ArchiveTeam/warrior-dockerfile

Ability to choose workdir for temporary storage

raybooysen opened this issue · 5 comments

The Archive Warrior running writes gigabytes of data before uploading. I would love a way to specify via env variable the location of the temporary storage to a file system or storage device that I'd prefer

Assuming you're using docker, you can use its -v parameter to bridge the current workdir to wherever you want on the host system.

I've been trying with some variants. /home/warrior, /home/warrior/data, /home/warrior/projects. All cause various amounts of errors.

Unsure which I should be using

I've been considering this issue as well.
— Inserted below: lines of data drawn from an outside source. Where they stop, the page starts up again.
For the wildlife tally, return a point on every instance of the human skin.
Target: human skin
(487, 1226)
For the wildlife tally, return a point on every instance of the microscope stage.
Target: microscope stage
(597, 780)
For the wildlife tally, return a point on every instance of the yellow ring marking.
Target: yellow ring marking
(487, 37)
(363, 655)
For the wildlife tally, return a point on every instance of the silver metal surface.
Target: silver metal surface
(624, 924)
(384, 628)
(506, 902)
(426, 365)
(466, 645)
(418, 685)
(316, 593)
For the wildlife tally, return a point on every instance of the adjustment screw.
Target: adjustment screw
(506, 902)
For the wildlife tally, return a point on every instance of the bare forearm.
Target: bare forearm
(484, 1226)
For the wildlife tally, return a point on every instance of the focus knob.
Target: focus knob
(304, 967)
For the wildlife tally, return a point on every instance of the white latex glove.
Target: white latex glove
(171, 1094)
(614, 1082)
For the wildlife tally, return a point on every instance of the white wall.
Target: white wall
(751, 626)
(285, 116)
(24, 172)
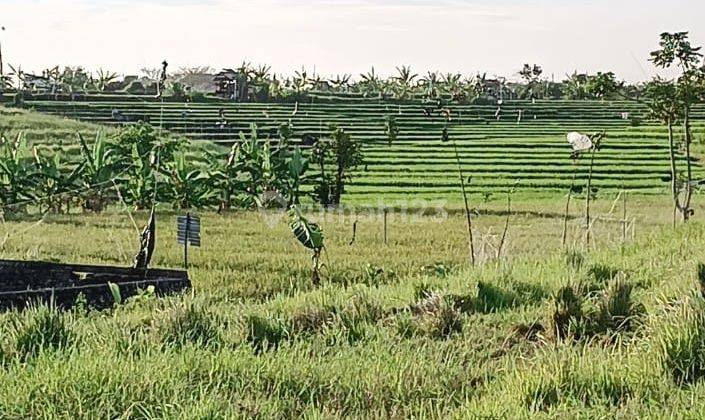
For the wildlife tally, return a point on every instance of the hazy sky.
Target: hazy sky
(347, 36)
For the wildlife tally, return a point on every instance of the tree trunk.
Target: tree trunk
(689, 170)
(471, 242)
(567, 208)
(674, 171)
(587, 199)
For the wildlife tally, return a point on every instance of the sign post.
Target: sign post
(188, 232)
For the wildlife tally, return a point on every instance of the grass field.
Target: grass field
(398, 330)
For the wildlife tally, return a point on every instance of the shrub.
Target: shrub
(265, 333)
(40, 329)
(679, 339)
(435, 316)
(616, 309)
(567, 312)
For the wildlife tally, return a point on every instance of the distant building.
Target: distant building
(36, 83)
(199, 82)
(231, 84)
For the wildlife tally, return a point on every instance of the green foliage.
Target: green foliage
(96, 172)
(680, 340)
(17, 174)
(346, 154)
(39, 329)
(190, 187)
(308, 234)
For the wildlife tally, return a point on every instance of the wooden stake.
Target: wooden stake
(385, 211)
(624, 216)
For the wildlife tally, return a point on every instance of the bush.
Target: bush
(567, 313)
(617, 310)
(265, 333)
(679, 339)
(39, 329)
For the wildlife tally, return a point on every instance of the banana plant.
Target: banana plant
(96, 172)
(144, 155)
(189, 186)
(310, 236)
(391, 129)
(297, 166)
(17, 174)
(54, 181)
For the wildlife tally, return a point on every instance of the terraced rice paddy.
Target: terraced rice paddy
(531, 154)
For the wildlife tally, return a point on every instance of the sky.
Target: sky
(347, 36)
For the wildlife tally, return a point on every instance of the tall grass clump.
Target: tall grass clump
(616, 309)
(39, 329)
(679, 340)
(567, 312)
(434, 316)
(265, 332)
(190, 323)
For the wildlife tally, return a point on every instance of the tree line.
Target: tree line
(139, 166)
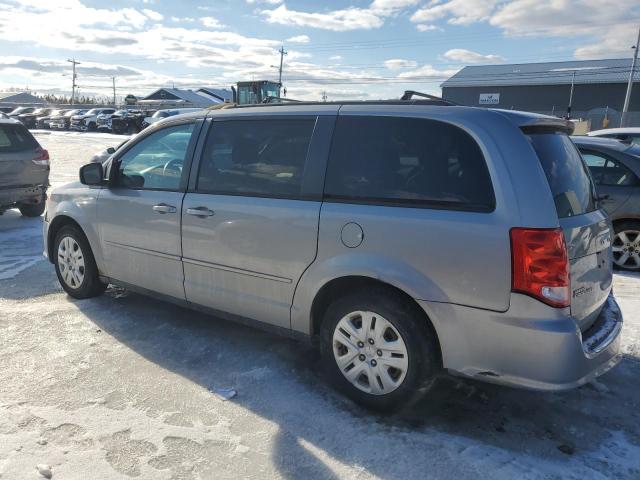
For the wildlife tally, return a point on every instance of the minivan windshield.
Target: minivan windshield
(569, 179)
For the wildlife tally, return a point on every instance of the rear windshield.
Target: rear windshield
(16, 138)
(569, 179)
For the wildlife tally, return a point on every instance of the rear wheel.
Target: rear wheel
(32, 209)
(378, 349)
(75, 266)
(626, 246)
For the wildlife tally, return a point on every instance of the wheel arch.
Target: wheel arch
(56, 224)
(340, 286)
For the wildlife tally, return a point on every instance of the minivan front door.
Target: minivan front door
(139, 214)
(250, 228)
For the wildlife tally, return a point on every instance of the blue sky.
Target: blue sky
(358, 49)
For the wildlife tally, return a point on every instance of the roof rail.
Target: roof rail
(272, 99)
(409, 94)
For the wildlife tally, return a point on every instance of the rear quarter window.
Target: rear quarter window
(16, 138)
(568, 176)
(407, 162)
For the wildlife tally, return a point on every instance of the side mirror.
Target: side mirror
(92, 174)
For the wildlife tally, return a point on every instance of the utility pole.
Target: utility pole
(627, 97)
(573, 82)
(282, 54)
(73, 80)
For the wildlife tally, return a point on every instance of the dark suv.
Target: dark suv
(24, 170)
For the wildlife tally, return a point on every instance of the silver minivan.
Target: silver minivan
(406, 238)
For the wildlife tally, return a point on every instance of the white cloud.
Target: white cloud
(428, 72)
(337, 20)
(211, 22)
(423, 27)
(351, 18)
(299, 39)
(611, 25)
(468, 56)
(153, 15)
(458, 12)
(396, 63)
It seems that the working directories /home/warrior/projects and /home/warrior/data are being utilized in a manner that prevents exposing them as volumes, due to the absence of certain necessary files.

For example, within /home/warrior/data, the binaries wget-at and wget-at-gnutls should be present:

&& ln -fs /usr/local/bin/wget-lua /home/warrior/data/wget-at
COPY --from=atdr.meo.ws/archiveteam/grab-base:gnutls /usr/local/bin/wget-lua /home/warrior/data/wget-at-gnutls

I've discovered a potential workaround for this issue by altering Docker's data-root setting. However, this approach is not ideal and could lead to other complications.
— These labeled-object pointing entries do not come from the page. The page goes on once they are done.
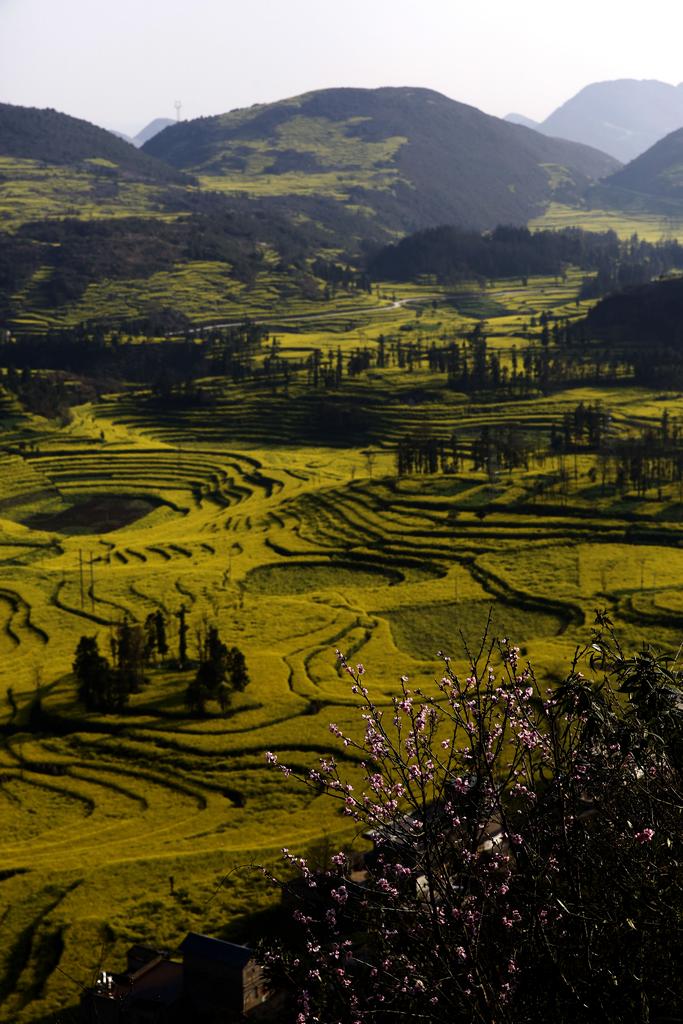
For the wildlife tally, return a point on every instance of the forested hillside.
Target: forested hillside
(398, 159)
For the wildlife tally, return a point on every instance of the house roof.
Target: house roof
(205, 947)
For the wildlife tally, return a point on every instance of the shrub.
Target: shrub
(525, 851)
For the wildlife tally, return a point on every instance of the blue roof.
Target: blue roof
(215, 949)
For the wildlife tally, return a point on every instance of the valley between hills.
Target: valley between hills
(210, 406)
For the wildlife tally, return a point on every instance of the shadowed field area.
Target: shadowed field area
(247, 515)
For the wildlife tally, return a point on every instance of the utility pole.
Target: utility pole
(92, 585)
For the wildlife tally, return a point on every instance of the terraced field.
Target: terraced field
(239, 513)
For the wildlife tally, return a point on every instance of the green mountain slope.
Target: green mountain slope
(395, 159)
(653, 180)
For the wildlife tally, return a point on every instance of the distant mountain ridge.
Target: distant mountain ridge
(624, 118)
(521, 119)
(152, 129)
(30, 133)
(653, 181)
(396, 159)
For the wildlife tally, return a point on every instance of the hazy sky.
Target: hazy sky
(121, 64)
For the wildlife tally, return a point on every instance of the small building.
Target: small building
(220, 977)
(215, 982)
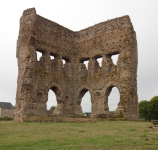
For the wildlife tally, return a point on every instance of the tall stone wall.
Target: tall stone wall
(70, 81)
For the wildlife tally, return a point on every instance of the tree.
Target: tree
(153, 106)
(52, 107)
(144, 111)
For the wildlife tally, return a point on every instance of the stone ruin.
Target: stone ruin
(70, 81)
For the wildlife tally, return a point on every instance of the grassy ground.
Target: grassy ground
(111, 135)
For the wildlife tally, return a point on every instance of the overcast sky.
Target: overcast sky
(77, 15)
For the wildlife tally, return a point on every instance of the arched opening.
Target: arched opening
(85, 61)
(114, 58)
(113, 98)
(39, 55)
(85, 102)
(52, 100)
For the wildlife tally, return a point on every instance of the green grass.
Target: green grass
(111, 135)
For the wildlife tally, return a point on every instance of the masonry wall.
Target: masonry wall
(72, 80)
(6, 112)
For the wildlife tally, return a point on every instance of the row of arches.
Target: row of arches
(86, 104)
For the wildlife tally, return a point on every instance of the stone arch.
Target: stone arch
(67, 106)
(57, 89)
(98, 103)
(108, 89)
(80, 93)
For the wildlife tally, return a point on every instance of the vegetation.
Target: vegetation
(116, 135)
(149, 109)
(112, 112)
(6, 118)
(52, 107)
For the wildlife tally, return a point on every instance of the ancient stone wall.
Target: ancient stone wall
(72, 80)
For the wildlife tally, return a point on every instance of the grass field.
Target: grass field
(111, 135)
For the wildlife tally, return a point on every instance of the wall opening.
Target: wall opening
(85, 61)
(113, 99)
(51, 99)
(115, 58)
(39, 55)
(85, 101)
(100, 61)
(63, 62)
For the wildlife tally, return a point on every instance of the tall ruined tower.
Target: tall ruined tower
(72, 80)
Properly managing working directories and enabling the exposure of volumes would also facilitate the use of tmpfs mounts. This is particularly beneficial for users with ample RAM available who wish to conserve some SSD IOPS.

This was my primary usecase. My warriors run for long periods on machines with spare RAM, a tmpfs is a good use case here so avoid the SSD completely for temporal data.

I'm using Podman, you can mount /home/warrior/projects and /home/warrior/data/projects fine and that seems to cover the files you want for persistence and all the big temp files from what I can tell with my tests.